2.Ortaklıktan ayrılanlara verilen ibraname adı altındaki belgeyi düzenleme konusunda kooperatifin genel kurullarında yönetime bu konuda bir yetki verilmediği, yönetimce bir kısım ortaklarla imzalanan "İbraname" başlıklı belgeler ve bu belgeler içeriği doğrultusunda sonradan icra edilen işlemlerin icazet anlamında genel kurulca tasvip gördüğü yolunda karar alınmadığı anlaşılmaktadır.
3. Bu dosyada ve emsal dosyalarda davacı kooperatifin tüm kayıt, defter, belge ve dayanakları üzerinde uzman bilirkişilerce inceleme yaptırılarak 16.10.2004 tarihli genel kurul toplantısında alınan karara konu borcun kaynağının belirlenmesi ve ibranamenin davalı ortağın kooperatif borcundan dolayı ödemesi gereken payını hakkaniyet ve eşitlik ilkesine göre yansıtıp yansıtmadığı hususunun tespiti için kararın bozulmasına karar verilmiştir.
4.Mahkemece bozmaya uyularak dosya bilirkişi heyetine tevdi edilmiş olup alınan ilk raporda kooperatifin defter ve belgeleri incelenmiş alacakların borçları fazlasıyla karşıladığı tespit edilmiştir.

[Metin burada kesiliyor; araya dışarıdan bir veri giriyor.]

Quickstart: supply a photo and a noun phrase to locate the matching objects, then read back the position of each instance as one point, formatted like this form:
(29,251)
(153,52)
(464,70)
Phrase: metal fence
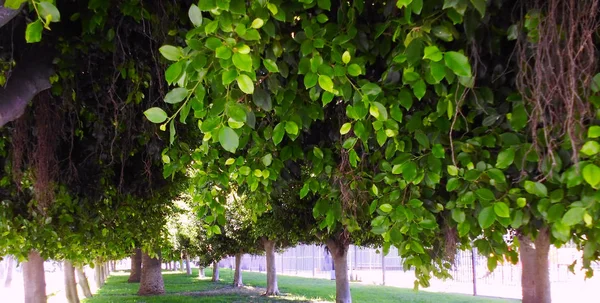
(368,265)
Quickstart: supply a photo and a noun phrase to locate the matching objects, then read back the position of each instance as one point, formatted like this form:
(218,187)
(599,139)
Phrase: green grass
(181,288)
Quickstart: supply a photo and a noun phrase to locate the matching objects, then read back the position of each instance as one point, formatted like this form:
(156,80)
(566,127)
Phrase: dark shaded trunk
(237,276)
(9,269)
(136,267)
(70,283)
(34,279)
(272,288)
(188,266)
(151,282)
(535,275)
(83,282)
(339,253)
(215,277)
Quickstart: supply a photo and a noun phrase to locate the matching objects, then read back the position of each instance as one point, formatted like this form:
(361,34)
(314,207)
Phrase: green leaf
(354,70)
(171,53)
(403,3)
(48,11)
(433,53)
(345,128)
(243,62)
(176,95)
(591,175)
(229,139)
(324,4)
(502,210)
(278,133)
(536,188)
(386,208)
(505,158)
(590,148)
(257,23)
(271,66)
(195,15)
(480,6)
(458,63)
(326,83)
(156,115)
(33,33)
(245,84)
(486,217)
(573,216)
(291,127)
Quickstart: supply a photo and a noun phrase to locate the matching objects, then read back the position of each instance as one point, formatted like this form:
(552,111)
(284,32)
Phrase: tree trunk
(83,282)
(9,270)
(136,266)
(70,284)
(535,276)
(151,282)
(34,280)
(237,277)
(339,253)
(215,271)
(188,266)
(272,288)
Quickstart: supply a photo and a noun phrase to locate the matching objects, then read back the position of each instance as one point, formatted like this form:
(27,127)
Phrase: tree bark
(136,266)
(237,277)
(188,266)
(9,269)
(215,277)
(535,276)
(34,279)
(339,253)
(272,288)
(83,282)
(70,283)
(151,282)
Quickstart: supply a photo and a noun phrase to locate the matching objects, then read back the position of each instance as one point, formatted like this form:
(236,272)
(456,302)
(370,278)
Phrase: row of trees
(430,125)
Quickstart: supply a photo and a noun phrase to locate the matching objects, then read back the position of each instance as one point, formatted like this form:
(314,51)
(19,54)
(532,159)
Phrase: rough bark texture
(152,281)
(9,269)
(535,276)
(272,288)
(70,283)
(34,280)
(339,253)
(83,282)
(215,277)
(237,276)
(188,266)
(136,267)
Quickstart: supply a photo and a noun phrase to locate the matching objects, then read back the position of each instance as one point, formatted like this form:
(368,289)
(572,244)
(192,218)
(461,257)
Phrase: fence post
(382,268)
(473,266)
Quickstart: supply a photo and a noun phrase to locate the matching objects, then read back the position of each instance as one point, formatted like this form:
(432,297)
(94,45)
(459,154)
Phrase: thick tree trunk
(237,276)
(9,269)
(151,282)
(83,282)
(34,280)
(272,288)
(339,253)
(535,276)
(188,266)
(215,277)
(70,283)
(136,267)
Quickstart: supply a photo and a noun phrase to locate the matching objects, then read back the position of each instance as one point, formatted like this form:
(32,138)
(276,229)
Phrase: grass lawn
(181,288)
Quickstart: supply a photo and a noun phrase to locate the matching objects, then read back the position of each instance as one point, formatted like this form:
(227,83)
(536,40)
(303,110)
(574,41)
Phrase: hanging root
(557,61)
(44,156)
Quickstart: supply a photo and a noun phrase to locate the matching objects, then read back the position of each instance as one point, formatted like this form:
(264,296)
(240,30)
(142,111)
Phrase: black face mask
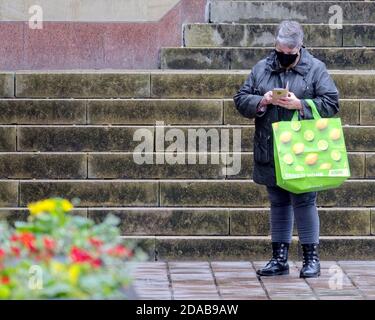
(286,59)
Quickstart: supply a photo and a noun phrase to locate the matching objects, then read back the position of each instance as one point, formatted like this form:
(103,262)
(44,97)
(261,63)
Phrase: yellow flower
(74,272)
(38,207)
(49,206)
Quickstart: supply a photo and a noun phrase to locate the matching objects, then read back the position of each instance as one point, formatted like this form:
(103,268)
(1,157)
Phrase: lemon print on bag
(286,136)
(299,168)
(325,166)
(309,135)
(298,148)
(322,145)
(288,158)
(321,124)
(336,155)
(335,134)
(295,125)
(311,159)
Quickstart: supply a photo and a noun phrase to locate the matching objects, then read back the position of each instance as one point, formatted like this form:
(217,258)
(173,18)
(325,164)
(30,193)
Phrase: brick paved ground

Rapora itirazlar üzerine alınan ikinci raporda davalının kooperatiften ayrıldığı tarihte bilanço ve kayıtlarda yer alan borç ile 16.10.2004 tarihinde yapılan genel kurulda kararlaştırılan ödentiye esas borcun aynı olduğu, toplam güncel borcunun 478.513,94 TL olduğu, 21 ortağın kişi başına düşen miktarın 22.786,33 TL olup ibralaşma itibariyle kararlaştırılan üye başına 25.500 TL ödentinin bile bu borcun tamamını karşıladığını tespit edilmiştir. Yani sonuç olarak her iki raporda ibranamenin ortaklıktan ayrılan üyenin kooperatif borcundan dolayı ödemesi gereken payını hakkaniyet ve eşitlik ilkesine göre yansıttığı bozmaya uygun olarak tespit edilmiştir.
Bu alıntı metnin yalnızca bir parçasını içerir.